Cómo resistir a la desconfianza
«Descrean de la desconfianza y denle la espalda a sus portavoces. Confíen a pesar de los acusadores»
Se diría que la confianza construye a las personas y a los pueblos, mientras que la desconfianza los destruye. Divide et impera, reza un viejo adagio que también cuenta con su eco evangélico. La confianza restaura al ser humano, porque convierte al prójimo en criterio de verdad: su palabra vale, su esfuerzo nos enriquece, su honradez nos libera de la esclavitud de la soledad. La confianza nos dice: «Somos distintos, pero nos aceptamos unos a otros y compartimos un destino. Yo responderé cuando me llames, no te engañaré ni te fallaré en los momentos de necesidad». Je responderay –así en francés antiguo– era el lema familiar de Denys Finch Hatton, el inmortal amante de Karen Blixen. Lo cuenta la escritora danesa en uno de los ensayos que acaba de publicar la exquisita editorial Elba bajo el título de Daguerrotipos y otros ensayos.
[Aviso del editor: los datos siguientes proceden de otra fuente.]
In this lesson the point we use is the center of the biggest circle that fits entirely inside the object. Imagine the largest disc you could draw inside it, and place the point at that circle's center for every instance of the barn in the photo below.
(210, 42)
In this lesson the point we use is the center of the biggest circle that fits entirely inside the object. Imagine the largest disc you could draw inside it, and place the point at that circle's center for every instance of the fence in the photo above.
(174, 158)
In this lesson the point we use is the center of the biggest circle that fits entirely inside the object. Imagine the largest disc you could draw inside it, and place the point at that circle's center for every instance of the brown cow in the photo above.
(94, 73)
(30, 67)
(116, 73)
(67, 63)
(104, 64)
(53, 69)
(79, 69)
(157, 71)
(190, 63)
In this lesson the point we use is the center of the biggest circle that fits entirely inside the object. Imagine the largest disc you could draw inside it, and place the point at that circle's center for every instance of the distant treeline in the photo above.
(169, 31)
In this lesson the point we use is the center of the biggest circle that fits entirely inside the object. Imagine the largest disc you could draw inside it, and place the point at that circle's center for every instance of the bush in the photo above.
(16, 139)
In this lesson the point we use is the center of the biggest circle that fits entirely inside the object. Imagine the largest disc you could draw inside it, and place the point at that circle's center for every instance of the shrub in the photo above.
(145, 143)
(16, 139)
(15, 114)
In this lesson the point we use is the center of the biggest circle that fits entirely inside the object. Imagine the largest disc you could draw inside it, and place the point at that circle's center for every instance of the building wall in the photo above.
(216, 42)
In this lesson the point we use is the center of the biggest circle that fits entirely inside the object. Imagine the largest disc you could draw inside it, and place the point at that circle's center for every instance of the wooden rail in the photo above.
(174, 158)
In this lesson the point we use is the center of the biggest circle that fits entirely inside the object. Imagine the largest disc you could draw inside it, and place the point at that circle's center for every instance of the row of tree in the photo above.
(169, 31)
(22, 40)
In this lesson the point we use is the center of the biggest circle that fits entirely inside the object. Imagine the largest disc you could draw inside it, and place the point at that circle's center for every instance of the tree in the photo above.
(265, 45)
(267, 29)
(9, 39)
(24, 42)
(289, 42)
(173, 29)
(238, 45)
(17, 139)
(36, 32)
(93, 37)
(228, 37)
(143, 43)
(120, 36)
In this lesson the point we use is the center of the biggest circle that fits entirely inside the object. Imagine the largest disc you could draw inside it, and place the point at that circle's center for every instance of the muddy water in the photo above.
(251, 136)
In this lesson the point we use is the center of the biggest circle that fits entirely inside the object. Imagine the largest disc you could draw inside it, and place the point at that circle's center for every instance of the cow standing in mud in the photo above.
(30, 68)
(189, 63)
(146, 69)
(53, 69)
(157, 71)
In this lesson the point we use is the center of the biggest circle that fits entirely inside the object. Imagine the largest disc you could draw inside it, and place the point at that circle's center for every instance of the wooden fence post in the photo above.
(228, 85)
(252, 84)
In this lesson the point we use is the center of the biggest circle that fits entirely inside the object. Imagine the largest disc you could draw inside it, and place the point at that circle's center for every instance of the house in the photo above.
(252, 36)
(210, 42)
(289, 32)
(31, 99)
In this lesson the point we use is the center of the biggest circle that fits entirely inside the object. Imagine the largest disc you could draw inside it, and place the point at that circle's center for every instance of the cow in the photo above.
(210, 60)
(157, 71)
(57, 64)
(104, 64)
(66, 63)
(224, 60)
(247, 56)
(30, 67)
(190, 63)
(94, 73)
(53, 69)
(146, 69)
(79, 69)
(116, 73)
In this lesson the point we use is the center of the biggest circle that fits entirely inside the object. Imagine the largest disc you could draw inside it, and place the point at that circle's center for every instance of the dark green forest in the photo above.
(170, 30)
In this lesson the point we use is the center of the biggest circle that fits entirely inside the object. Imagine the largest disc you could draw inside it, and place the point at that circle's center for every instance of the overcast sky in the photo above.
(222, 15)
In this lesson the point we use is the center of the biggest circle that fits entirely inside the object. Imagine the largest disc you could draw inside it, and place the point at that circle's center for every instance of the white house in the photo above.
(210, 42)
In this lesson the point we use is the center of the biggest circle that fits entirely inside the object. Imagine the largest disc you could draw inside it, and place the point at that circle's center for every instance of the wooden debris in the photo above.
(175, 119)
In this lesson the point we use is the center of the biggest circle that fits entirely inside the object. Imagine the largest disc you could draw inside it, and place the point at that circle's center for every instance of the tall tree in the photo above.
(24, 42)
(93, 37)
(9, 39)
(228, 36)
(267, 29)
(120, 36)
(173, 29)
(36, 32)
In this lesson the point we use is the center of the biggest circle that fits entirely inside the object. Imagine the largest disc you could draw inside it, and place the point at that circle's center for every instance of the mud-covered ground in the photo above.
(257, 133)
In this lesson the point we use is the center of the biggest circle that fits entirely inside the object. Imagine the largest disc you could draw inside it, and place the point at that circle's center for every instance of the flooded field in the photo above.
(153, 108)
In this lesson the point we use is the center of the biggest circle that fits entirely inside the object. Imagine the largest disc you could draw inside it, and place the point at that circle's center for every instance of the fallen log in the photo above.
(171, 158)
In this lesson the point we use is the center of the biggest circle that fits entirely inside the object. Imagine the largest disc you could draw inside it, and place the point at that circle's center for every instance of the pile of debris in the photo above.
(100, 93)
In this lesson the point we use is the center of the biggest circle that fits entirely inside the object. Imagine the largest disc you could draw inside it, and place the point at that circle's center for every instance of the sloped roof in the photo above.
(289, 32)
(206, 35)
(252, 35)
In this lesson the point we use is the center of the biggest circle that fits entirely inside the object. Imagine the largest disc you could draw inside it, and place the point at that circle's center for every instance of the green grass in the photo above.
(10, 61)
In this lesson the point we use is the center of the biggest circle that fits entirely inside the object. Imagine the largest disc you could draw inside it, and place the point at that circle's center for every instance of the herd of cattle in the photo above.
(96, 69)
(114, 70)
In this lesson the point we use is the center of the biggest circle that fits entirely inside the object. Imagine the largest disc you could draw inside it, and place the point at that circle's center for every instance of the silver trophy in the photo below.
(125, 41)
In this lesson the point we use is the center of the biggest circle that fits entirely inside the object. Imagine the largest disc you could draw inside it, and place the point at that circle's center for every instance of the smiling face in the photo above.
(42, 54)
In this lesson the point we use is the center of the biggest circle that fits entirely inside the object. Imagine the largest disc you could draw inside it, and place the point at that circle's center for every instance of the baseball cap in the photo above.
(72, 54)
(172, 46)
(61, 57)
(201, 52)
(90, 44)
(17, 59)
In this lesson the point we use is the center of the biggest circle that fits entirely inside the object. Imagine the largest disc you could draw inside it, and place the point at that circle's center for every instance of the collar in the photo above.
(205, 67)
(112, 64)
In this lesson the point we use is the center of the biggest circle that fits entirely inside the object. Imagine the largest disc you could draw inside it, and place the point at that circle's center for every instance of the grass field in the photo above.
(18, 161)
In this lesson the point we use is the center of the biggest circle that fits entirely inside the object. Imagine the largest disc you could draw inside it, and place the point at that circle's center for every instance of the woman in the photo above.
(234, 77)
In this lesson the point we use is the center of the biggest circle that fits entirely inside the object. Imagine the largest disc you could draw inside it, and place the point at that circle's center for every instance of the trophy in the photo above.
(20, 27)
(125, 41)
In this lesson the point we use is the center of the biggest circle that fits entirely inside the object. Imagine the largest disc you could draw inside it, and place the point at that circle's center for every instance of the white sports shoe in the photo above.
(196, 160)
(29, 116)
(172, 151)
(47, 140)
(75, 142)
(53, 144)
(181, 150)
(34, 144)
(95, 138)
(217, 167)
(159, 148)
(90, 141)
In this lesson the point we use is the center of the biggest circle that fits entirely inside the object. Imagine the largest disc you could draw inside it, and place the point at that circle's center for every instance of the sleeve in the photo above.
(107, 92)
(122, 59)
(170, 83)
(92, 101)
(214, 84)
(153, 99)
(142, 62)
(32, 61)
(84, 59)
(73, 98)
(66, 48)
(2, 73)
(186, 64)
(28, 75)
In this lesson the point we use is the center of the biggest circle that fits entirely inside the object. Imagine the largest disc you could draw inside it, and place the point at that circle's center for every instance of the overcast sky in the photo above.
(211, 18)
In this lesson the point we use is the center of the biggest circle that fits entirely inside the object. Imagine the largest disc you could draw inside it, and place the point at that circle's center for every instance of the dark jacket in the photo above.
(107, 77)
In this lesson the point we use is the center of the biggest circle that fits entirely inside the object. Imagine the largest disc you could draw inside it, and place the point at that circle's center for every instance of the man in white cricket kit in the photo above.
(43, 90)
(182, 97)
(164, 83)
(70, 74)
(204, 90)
Para ella, la palabra responderé tenía «un hondo significado». Responder con nobleza y fidelidad es el cimiento de la humanidad buena, frente a la que cultiva la mentira, la astucia y la sospecha. La desconfianza nos destruye porque convierte la maldad —el odio, el desprecio, la envidia, el egoísmo— en el principio rector del hombre, en su condición sustancial.
Tras el descarado triunfo que los filósofos de la sospecha —la tríada que lleva de Marx a Nietzsche y a Freud— han ostentado durante estos dos últimos siglos en todo su esplendor —noten la ironía—, ¿cuáles son sus frutos, qué esperanza nos ofrecen, qué sentido humano? El señuelo de la sospecha es desnudar la mentira que envuelve nuestras vidas y, de este modo, entregarnos una verdad pura y esencial que debería humanizarnos. No lo hace y prueba de ello son los frutos agraces de nuestro tiempo. Podemos enumerar algunos: la fealdad institucionalizada en la arquitectura industrial; el emponzoñamiento de la tierra, el agua y el aire; la desaparición de la memoria, sustituida por la ideología; el silenciamiento forzoso de la palabra, suplantada por una cultura de la imagen; la chabacanería kitsch del arte abstracto; las faltas de ortografía; la cancelación de la filosofía y la sintaxis, la jerga vacía de la educación; el consumo masivo de ansiolíticos y somníferos, la tasas de suicidio, la violencia de género y de todo tipo; la excitación de la prensa, de los políticos, de la ciudadanía, al borde siempre de un apocalipsis en el que no distingue ya la realidad de la ficción, las noticias de las fake news; el lenguaje de Twitter y de las redes sociales, las shit storms que se suceden ante el aplauso general, el prestigio social de los haters; un futuro que se pinta sombrío y un pasado que se confunde con el infierno y que solo nos deja el resquicio de un presente igualmente corrupto; la ausencia del buen gusto, la supresión de la diferencia; el deterioro del Estado del bienestar, el empobrecimiento de las clases medias y de los trabajadores; la exhibición impúdica de la riqueza; el abuso de la pornografía; la mentira como arma política, la mentira como un valor, etc.
La confianza edifica aquello que la desconfianza derruye. Quizás por ello la crisis de este siglo, que se prometía feliz, tiene el nombre del acusador que niega el corazón y la memoria del hombre. Le niega el corazón porque este, en su estado original, sabe que en el hogar se encuentra el amor. Y le niega la memoria porque conoce que en ella se halla la fuente «del valor de la hora que pasa», por decirlo de nuevo con palabras de Karen Blixen: la densa eternidad, repleta de vida y sentido, que se ampara en el pasado y que anuncia un tiempo grávido, lleno de historia, de futuro. Descrean de la desconfianza y denle la espalda a sus portavoces. Confíen a pesar de los acusadores. Construyamos una sociedad de la gratitud llamada a perdurar.